Pour préparer ce voyage, je m’étais procuré l’Histoire de la Russie des tsars (2) de Richard Pipes, célèbre historien américain longtemps professeur à Harvard. Livre très intéressant par son érudition, mais aussi en ce qu’il donne de façon très fouillée un point de vue sur la Russie qui semble largement partagé dans les sphères dirigeantes américaines. « Mon objectif, en écrivant La Russie sous l’Ancien Régime, prévient Pipes dans son introduction à l’édition française de 2013, était de montrer que la nature totalitaire du régime soviétique, aujourd’hui déchu, n’était pas imputable au marxisme-léninisme, mais remontait au lointain passé russe, et que, pour cette même raison, ce régime n’était pas près de s’effondrer » (p. 11).

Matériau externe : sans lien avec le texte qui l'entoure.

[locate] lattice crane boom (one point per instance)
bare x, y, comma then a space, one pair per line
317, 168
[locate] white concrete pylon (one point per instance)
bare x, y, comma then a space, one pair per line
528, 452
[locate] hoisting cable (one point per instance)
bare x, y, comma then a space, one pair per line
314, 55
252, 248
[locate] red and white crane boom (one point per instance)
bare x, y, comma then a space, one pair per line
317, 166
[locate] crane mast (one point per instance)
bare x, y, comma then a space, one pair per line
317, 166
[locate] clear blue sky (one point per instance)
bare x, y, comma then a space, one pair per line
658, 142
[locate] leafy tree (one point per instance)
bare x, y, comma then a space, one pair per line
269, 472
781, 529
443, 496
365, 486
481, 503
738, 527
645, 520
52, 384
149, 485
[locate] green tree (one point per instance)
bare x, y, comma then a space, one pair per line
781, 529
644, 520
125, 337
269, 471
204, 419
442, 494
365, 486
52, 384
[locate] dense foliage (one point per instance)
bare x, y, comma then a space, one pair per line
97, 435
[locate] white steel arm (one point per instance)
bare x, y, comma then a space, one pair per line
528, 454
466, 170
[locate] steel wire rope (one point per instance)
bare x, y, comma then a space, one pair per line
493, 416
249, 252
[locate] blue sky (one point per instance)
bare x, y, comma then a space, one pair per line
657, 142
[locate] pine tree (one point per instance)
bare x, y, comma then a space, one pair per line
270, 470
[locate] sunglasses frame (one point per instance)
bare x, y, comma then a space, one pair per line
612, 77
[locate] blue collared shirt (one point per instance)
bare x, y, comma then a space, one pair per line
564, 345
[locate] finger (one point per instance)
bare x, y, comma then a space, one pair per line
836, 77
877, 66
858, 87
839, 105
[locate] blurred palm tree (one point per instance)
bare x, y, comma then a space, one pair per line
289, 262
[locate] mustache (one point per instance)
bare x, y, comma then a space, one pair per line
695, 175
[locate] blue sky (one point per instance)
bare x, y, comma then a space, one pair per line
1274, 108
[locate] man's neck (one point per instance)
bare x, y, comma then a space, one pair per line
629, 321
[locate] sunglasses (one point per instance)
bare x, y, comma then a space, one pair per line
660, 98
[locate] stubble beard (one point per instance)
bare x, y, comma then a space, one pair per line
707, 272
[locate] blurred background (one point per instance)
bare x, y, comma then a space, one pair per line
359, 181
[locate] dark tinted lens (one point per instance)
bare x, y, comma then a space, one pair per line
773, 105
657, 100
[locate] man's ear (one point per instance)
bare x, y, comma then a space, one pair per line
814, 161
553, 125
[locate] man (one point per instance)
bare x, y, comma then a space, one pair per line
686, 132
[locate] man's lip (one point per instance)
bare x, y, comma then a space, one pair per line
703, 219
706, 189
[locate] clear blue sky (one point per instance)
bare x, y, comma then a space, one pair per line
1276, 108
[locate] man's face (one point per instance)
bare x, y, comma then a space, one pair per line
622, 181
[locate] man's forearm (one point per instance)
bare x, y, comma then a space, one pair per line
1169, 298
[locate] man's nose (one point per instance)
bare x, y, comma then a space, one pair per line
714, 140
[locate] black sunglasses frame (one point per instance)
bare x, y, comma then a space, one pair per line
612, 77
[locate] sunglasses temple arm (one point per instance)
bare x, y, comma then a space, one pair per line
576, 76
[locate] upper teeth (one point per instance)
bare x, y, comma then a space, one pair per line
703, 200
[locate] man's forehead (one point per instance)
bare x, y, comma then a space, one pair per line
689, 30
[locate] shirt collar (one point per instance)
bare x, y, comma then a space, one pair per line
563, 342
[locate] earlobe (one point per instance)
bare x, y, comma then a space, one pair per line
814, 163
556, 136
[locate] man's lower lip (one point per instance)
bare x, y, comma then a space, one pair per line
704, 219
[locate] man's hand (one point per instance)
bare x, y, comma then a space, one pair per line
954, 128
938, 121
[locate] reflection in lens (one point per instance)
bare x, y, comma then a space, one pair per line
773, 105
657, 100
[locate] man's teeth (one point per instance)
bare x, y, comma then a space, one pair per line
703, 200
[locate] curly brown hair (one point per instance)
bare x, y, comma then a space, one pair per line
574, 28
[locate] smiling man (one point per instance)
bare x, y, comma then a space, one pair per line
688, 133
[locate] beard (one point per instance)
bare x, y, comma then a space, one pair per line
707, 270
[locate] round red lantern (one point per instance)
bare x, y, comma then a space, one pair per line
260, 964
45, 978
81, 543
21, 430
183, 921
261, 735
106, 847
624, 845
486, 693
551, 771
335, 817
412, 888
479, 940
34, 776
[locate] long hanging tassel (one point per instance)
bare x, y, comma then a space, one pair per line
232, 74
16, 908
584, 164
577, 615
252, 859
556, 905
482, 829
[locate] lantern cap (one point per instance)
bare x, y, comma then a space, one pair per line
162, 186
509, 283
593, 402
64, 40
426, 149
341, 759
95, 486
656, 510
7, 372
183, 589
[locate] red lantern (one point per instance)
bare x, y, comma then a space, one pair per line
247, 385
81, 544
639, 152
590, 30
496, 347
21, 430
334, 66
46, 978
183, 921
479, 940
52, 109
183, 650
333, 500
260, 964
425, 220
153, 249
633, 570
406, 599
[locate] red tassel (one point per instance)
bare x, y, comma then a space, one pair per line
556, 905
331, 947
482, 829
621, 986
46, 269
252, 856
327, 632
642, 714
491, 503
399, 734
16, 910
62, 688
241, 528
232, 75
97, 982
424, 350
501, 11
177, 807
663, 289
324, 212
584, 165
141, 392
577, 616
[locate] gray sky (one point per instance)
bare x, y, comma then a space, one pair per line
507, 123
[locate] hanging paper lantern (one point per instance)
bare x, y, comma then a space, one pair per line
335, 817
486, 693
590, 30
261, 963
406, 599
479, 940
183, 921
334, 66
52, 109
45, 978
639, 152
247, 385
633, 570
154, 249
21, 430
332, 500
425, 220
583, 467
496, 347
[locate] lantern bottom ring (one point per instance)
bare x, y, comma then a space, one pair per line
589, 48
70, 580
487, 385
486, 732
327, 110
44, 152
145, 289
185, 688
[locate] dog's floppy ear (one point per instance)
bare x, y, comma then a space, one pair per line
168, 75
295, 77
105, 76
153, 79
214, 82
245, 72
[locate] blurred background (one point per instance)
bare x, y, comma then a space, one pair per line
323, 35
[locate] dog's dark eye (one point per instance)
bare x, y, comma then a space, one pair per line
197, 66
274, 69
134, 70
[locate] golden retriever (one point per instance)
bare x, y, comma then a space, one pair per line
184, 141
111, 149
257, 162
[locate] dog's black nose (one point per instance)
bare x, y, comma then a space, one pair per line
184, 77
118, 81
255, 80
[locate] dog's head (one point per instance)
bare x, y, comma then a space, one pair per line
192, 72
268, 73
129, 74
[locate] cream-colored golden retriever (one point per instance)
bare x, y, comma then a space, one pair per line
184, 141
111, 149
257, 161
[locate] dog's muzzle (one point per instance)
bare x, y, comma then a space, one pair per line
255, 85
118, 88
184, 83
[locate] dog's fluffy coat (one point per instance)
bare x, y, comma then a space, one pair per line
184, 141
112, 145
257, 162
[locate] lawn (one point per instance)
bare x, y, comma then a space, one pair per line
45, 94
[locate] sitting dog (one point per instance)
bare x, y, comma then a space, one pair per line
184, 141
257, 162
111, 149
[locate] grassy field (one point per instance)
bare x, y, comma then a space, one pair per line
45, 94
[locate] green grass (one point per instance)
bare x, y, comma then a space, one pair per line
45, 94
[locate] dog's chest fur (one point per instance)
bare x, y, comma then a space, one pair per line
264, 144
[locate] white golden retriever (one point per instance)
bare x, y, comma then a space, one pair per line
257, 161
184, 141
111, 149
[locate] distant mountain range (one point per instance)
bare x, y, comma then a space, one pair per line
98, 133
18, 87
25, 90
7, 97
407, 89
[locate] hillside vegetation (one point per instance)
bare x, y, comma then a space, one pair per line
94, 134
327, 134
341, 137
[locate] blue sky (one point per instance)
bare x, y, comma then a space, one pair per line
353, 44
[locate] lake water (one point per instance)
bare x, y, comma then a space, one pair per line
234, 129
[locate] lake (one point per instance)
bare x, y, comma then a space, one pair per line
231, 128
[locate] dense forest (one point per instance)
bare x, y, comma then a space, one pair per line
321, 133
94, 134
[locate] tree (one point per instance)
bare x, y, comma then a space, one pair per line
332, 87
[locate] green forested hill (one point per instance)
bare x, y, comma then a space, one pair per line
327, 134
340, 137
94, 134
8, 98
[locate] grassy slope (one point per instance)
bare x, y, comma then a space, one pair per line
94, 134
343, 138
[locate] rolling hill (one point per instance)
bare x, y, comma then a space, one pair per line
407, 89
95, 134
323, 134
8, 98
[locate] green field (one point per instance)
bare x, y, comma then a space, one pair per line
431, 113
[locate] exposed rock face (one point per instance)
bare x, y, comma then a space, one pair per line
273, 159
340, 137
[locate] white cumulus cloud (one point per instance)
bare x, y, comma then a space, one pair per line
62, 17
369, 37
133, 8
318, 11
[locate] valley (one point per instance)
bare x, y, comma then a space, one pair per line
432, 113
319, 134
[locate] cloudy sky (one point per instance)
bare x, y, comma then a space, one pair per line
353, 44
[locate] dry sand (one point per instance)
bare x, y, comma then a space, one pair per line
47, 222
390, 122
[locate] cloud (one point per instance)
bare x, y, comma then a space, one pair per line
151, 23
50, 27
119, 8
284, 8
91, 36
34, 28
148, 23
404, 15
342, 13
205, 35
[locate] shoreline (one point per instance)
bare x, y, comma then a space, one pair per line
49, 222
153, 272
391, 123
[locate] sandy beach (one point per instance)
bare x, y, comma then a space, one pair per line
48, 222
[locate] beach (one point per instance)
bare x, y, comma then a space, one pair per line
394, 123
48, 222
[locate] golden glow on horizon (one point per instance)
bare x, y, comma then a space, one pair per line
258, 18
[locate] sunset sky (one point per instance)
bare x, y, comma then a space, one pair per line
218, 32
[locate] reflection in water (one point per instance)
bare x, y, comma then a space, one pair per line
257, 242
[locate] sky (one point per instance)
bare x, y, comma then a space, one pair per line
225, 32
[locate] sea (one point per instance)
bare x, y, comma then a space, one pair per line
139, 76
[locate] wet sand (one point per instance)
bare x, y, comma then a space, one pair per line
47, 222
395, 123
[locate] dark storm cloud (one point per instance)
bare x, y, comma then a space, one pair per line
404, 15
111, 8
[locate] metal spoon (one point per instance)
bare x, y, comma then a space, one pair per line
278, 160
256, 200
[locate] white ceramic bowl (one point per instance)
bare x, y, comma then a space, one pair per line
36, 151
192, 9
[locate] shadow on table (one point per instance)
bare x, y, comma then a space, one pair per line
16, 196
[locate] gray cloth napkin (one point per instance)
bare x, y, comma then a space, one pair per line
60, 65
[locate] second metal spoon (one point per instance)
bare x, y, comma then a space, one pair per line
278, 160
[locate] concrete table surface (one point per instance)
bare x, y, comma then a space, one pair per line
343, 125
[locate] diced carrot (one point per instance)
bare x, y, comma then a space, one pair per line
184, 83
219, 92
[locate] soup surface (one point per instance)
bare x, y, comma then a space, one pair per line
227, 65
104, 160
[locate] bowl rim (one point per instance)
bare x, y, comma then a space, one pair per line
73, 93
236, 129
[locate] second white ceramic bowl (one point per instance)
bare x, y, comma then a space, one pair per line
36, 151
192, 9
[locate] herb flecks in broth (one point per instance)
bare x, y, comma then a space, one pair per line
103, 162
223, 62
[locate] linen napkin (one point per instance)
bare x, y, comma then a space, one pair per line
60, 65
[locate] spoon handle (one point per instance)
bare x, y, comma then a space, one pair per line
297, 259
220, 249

Cette simple phrase permet de mieux comprendre la politique américaine à l’égard de la Russie actuelle, que ce soit sous le républicain Bush ou le démocrate Obama. Je m’étonnais souvent que les États-Unis traitent la Russie comme si le régime communiste était encore en place, comme si, de ce fait, elle continuait à exercer une menace directe sur le « monde libre ». C’est que, pour certains Américains, la chute de l’Union Soviétique est presque un épiphénomène de l’histoire russe, ce pays, à en croire Pipes, étant quasiment voué au totalitarisme ! Pour ce dernier, Lénine et Staline n’ont fait que continuer la politique d’asservissement des tsars et Poutine, ancien du KGB, ne peut que s’inscrire dans cette lignée. Ainsi s’explique la méfiance indéboulonnable des États-Unis à l’égard de la Russie, cette obsession d’un « cordon sanitaire » autour de ce pays, ce souci d’avancer l’Otan au  plus près en essayant de dresser les pays limitrophes contre leur puissant voisin – le cas de l’Ukraine est particulièrement symptomatique.

Soit dit en passant, la thèse de Richard Pipes est une formidable absolution du communisme si les horreurs du régime soviétique ne sont imputables qu’à cette indécrottable barbarie russe ! L’auteur ne nous explique pas comment ce système a pu provoquer autant de crimes dans nombre de pays qui n’avaient pas hérité de ce « lointain passé russe » ! Outre qu’il semble bien mal connaître la nature « intrinsèquement perverse » du communisme, les réalités de son idéologie et de sa praxis, et les ravages abominables qu’il sème partout où il passe, il fait également bien peu de cas de l’apport culturel de la Russie au monde : comment un pays ayant subi tant de siècles le « totalitarisme » des tsars aurait-il pu créer autant de chefs-d’œuvre de la littérature, de la musique, de la peinture, de l’architecture, des arts religieux… ? Contre de telles visions réductrices, il serait temps de comprendre que la Russie est un partenaire naturel pour la France et l’Europe, et que, sans complaisance, il faudrait commencer par changer notre regard sur ce grand pays.

(1)   Pour sortir de la vision caricaturale des médias, nous recommandons l’excellent essai de Frédéric Pons, Poutine, Calmann-Lévy, 2014, 370 pages, 19,90 e. (2) Perrin, 2013. La première édition américaine remonte à 1974, la seconde remaniée à 1995, celle traduite en français en 2013.